Aujourd'hui, nos sièges sont rembourrés pour notre plus grand confort. Au Moyen Âge, le copiste ou l'auteur restait des heures affairé à sa tâche d'écriture. Il se devait d'avoir un coussin pour une meilleure assise. Cela, les enlumineurs ne le peignent pas systématiquement. Voici quelques exemples selon le type de siège associé et lorsque que par exemple, pour le banc-trône, le coussin est presque figuré de manière systématique, nous avons choisi des exemples où il est de grosse taille.

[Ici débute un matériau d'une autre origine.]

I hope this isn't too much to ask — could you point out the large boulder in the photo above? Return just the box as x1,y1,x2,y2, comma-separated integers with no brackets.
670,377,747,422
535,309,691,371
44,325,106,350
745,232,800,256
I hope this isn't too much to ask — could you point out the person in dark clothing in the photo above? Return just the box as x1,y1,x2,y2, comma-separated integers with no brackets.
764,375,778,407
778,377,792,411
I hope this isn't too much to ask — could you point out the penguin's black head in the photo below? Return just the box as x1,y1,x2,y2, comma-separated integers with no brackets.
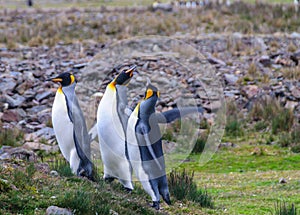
139,84,160,117
144,84,160,100
48,72,76,87
114,65,136,85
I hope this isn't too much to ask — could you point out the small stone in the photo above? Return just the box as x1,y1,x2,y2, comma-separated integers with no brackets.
50,170,59,177
224,74,239,84
0,78,17,92
207,56,226,66
73,63,87,69
292,87,300,99
23,142,57,154
291,32,300,39
254,37,268,52
1,110,20,122
241,85,259,99
5,94,26,108
284,101,299,110
279,178,287,184
46,206,73,215
258,55,271,67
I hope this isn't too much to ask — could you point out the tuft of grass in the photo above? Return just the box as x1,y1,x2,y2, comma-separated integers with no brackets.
168,169,214,208
59,190,110,214
225,117,244,137
281,66,300,80
271,108,294,134
254,121,268,131
275,201,297,215
13,163,36,190
248,62,258,78
192,137,207,154
278,125,300,153
0,129,24,147
51,159,74,177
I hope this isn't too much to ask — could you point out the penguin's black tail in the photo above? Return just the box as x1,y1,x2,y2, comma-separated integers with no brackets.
162,192,171,205
158,176,171,205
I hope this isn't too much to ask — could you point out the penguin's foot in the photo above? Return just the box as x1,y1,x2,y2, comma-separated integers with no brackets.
104,177,115,183
124,187,132,193
151,201,159,210
163,194,171,205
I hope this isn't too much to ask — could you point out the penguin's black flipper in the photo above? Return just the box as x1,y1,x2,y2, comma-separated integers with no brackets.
63,83,93,180
151,201,159,210
155,107,204,124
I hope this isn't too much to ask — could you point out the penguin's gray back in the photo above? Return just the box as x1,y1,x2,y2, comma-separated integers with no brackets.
62,83,91,160
127,103,170,207
52,85,75,165
97,85,133,189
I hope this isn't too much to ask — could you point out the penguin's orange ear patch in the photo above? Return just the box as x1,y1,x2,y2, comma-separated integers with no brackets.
145,89,153,99
51,78,62,82
70,74,75,84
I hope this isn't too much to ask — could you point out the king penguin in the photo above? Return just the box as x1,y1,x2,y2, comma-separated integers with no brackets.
126,83,171,210
48,72,93,180
97,65,136,191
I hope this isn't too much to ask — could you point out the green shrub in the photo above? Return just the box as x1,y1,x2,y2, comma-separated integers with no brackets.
168,170,213,208
254,121,268,131
272,109,294,134
51,159,74,177
275,201,297,215
59,190,110,214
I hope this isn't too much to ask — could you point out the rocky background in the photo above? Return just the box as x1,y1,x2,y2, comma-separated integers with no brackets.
0,5,300,155
0,2,300,214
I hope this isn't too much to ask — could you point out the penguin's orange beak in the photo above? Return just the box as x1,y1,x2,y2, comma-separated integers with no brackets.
50,78,62,82
46,77,62,83
125,65,136,77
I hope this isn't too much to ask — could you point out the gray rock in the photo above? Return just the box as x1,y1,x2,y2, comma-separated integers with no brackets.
1,110,20,122
4,94,26,108
0,147,37,162
0,78,17,92
207,56,226,66
46,206,73,215
73,63,87,69
258,55,271,67
241,85,260,99
23,142,58,154
254,37,268,52
224,74,239,84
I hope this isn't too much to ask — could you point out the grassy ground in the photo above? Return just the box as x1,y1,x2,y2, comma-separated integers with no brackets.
182,145,300,214
0,132,300,215
0,0,293,9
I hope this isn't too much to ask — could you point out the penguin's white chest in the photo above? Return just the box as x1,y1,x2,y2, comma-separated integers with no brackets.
97,88,130,175
52,90,76,162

Le tissu en lui-même pouvait être semblable à celui qui recouvre la table sur laquelle est posé le pupitre ou du vêtement de l'auteur ou bien encore de la même couleur que les reliures de livres.
Sur un tabouret :
Esdras, 700-725, Florence, Bibliothèque Laurentienne, Amiatinus I, folio 5
Saint Luc, Troyes, c. 1410, Londres; British Library, Harley 2934 folio 15
Saint Luc, Angers ou Nantes, c. 1440, New York, Pierpont Morgan Library, Ms M63 folio 14v
Sur le banc-trône :
(La plupart des évangélistes sur leur banc-trône ont un coussin).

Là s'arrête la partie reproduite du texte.